Gettysburg Address Flunks Robograder
Do you want your writing graded by this machine?
Machine Scoring Fails the Test
New Position Statement on Machine Scoring from NCTE, April 2013
[A] computer could not measure accuracy, reasoning, adequacy of evidence, good sense, ethical stance, convincing argument, meaningful organization, clarity, and veracity in your essay. If this is true I don't believe a computer would be able to measure my full capabilities and grade me fairly. -- Akash, student
[H]ow can the feedback a computer gives match the carefully considered comments a teacher leaves in the margins or at the end of your paper? -- Pinar, student
(Responses to New York Times The Learning Network blog post, "How Would You Feel about a Computer Grading Your Essays?", 5 April 2013)
Writing is a highly complex ability developed over years of practice, across a wide range of tasks and contexts, and with copious, meaningful feedback. Students must have this kind of sustained experience to meet the demands of higher education, the needs of a 21st-century workforce, the challenges of civic participation, and the realization of full, meaningful lives. (Read the entire position statement.)
Computer-graded writing continues to spread nationally, but at what cost? Many colleges use machines to score placement test writing and the introduction of Common Core standards assessments in 2014 will likely expand the use of robograding. Yet, "while (robograders) may promise consistency, they distort the very nature of writing as a complex and content-rich interaction between people." (CCCC Writing Assessment: A Position Statement)
The Conference on College Composition and Communication, a constituent group of NCTE, supports human assessment because assessment that isolates students and forbids discussion and feedback from others conflicts with what we know about language use. We write for social purposes, so it would follow that only a human can accurately critique communication.
"If a student's first writing experience at an institution is to a machine, this sends a message: writing at this institution is not valued as human communication -- and this in turn reduces the validity of the assessment." (CCCC Position Statement on Teaching, Learning, and Assessing Writing in Digital Environments)
"E-Rater doesn’t care if you say the War of 1812 started in 1945," notes Les Perelman in The New York Times.

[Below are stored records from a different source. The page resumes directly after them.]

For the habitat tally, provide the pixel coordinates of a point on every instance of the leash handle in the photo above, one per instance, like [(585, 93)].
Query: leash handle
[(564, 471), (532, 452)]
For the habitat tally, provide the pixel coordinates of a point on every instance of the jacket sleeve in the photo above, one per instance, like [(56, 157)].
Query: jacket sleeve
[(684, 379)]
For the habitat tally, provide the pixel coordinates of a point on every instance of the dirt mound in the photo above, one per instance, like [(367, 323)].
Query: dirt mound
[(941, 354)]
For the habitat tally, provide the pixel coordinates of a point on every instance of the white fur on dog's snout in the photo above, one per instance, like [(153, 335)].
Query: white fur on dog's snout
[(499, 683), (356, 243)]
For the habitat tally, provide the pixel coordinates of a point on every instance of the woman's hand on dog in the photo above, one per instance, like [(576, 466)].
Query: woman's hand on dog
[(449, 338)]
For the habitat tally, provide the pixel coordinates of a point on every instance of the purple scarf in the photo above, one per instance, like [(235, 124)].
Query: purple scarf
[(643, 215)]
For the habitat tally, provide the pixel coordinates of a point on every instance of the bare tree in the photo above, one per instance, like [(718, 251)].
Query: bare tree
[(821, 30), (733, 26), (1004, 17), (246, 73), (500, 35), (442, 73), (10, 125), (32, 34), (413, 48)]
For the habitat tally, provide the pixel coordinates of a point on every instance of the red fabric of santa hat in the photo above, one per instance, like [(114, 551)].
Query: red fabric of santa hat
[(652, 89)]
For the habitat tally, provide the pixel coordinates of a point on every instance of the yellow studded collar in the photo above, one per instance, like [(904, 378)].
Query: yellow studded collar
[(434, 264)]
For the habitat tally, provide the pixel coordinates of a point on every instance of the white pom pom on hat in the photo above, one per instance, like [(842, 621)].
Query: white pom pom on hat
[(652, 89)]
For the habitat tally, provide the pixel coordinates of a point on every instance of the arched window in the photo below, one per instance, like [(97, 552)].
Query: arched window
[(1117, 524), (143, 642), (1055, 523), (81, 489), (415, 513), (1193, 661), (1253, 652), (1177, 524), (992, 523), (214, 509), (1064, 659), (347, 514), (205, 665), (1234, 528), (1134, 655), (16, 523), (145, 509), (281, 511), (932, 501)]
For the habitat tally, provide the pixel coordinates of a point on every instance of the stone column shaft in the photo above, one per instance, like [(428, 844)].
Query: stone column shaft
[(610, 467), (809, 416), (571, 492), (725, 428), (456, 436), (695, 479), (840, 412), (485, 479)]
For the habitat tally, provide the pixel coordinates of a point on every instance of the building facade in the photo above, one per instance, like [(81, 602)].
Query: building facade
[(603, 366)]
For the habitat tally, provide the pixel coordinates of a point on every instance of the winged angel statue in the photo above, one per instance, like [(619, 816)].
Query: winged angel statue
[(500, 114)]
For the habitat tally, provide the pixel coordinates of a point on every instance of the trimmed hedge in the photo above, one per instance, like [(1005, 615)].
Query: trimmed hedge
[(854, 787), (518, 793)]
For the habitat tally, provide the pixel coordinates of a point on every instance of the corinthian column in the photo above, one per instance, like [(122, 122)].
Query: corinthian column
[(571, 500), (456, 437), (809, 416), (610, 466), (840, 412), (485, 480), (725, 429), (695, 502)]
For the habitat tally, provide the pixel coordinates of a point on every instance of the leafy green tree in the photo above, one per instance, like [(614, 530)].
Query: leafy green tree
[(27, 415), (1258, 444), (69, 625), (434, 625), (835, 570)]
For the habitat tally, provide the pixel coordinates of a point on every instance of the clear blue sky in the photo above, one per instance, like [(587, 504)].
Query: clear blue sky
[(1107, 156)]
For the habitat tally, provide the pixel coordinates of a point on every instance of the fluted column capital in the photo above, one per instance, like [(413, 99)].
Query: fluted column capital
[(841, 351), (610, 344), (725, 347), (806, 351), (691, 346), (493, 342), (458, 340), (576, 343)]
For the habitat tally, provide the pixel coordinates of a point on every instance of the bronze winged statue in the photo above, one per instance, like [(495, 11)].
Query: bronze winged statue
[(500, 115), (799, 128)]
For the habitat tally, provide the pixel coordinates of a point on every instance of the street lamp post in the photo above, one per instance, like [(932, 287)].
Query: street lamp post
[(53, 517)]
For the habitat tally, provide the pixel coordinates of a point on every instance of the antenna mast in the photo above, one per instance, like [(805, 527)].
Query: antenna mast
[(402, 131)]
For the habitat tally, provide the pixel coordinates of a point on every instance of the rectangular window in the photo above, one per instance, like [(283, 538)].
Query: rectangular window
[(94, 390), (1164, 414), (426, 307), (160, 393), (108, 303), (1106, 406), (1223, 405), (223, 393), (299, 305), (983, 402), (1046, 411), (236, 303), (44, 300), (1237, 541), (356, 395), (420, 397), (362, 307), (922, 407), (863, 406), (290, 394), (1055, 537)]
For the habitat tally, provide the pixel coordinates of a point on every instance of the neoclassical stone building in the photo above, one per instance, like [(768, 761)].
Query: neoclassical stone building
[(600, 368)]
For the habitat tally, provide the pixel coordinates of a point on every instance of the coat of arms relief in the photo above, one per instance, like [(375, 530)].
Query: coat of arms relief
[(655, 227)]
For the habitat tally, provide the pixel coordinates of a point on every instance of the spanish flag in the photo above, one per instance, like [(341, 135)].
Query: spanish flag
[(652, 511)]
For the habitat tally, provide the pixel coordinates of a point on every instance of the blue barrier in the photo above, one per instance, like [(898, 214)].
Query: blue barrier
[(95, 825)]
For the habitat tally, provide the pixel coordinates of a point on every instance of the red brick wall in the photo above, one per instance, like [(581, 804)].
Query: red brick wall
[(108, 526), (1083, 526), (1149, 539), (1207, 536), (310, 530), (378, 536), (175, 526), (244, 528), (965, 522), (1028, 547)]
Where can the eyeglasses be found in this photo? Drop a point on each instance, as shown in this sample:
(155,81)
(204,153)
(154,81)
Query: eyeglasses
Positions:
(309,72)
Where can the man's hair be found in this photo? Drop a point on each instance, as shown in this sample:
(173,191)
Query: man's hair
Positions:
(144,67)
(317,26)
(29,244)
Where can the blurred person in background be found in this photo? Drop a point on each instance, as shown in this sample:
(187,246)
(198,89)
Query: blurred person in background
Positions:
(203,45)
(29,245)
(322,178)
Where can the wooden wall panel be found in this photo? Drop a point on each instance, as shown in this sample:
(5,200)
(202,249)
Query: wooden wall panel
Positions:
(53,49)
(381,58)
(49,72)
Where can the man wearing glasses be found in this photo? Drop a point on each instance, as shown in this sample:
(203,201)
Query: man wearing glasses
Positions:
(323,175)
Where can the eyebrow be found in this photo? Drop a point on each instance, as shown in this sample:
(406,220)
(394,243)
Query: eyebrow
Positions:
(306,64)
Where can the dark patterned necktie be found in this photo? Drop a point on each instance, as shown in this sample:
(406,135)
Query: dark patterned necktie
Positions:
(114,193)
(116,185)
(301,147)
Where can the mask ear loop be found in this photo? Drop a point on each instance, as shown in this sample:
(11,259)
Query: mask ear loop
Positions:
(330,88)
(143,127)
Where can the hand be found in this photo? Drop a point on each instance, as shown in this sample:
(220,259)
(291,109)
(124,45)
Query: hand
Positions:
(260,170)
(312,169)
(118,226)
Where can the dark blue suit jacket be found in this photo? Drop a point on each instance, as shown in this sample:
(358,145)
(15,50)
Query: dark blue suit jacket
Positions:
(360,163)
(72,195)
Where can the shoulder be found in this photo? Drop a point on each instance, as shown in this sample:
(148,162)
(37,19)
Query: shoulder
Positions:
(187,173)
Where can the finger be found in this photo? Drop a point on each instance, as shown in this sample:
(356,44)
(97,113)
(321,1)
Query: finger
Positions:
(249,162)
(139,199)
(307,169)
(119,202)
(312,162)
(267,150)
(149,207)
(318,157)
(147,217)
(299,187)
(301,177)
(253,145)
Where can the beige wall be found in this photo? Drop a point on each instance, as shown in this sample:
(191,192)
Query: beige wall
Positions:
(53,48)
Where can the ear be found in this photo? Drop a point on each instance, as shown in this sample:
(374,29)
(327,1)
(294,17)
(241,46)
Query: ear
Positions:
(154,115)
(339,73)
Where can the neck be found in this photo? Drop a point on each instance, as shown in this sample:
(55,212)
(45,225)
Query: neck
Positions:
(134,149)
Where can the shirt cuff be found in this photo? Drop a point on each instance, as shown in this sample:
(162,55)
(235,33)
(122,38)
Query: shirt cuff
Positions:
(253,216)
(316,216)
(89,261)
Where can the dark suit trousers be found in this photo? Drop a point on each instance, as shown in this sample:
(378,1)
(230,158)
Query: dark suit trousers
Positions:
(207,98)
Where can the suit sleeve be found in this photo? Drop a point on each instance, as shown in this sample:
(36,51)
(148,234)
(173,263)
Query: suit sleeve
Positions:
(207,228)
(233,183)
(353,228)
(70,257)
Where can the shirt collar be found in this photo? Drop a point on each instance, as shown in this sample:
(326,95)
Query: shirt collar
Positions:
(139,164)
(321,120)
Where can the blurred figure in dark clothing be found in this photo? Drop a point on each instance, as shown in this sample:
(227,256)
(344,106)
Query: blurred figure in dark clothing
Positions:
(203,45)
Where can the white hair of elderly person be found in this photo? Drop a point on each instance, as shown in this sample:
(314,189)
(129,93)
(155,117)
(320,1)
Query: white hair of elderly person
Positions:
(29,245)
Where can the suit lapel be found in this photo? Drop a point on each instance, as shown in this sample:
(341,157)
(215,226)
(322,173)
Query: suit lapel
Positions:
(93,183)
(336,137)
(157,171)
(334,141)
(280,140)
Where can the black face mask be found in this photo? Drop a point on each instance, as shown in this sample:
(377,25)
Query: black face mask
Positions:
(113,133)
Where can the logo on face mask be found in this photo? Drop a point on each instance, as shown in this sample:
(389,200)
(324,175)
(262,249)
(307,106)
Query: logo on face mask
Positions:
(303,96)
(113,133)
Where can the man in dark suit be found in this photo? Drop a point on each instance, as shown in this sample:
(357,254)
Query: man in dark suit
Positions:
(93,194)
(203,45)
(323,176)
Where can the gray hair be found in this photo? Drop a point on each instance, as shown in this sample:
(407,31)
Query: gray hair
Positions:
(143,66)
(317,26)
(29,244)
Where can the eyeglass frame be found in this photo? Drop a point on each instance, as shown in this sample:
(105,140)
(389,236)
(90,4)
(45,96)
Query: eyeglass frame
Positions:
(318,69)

Despite what the grading companies say, their products are far from perfect. As NCTE member Les Perelman found, computer-grading machines are fallible. On a scale of 1 to 6, the Gettysburg Address earned a 2. Perelman also found several ways to game the machine. Machines may grasp how to grade great grammar; they cannot enjoy the emotions of evocative essays or see sparks of subtle smarts.
Computers grade student writing through rigid algorithms that do not account for various forms of quality writing. For example, Perelman found the machines overvalue magniloquence. And they downgrade sentences starting with “and” or “but.” But with so much riding on large scale testing, students would be loath not to satisfy the machines known as e-Raters or robograders.
The movement against robograding must start at the top. If colleges and universities begin using computers to grade student writing, high schools will begin preparing their students for computer-graded writing. As Crispin Sartwell notes, writing to computers could reduce all writing to templates.
Anne Herrington and Charles Moran took an extensive look at computer graders and noted several problems. If a computer can grade thousands of papers at once, why not put all those students in one class? Why not use one teacher to record an online lecture for thousands of students? Gone would be the demand for teachers and the special expertise they offer.
Computers may be cheaper and faster than humans, but they do not possess the requisite skills of comprehension to accurately grade student writing.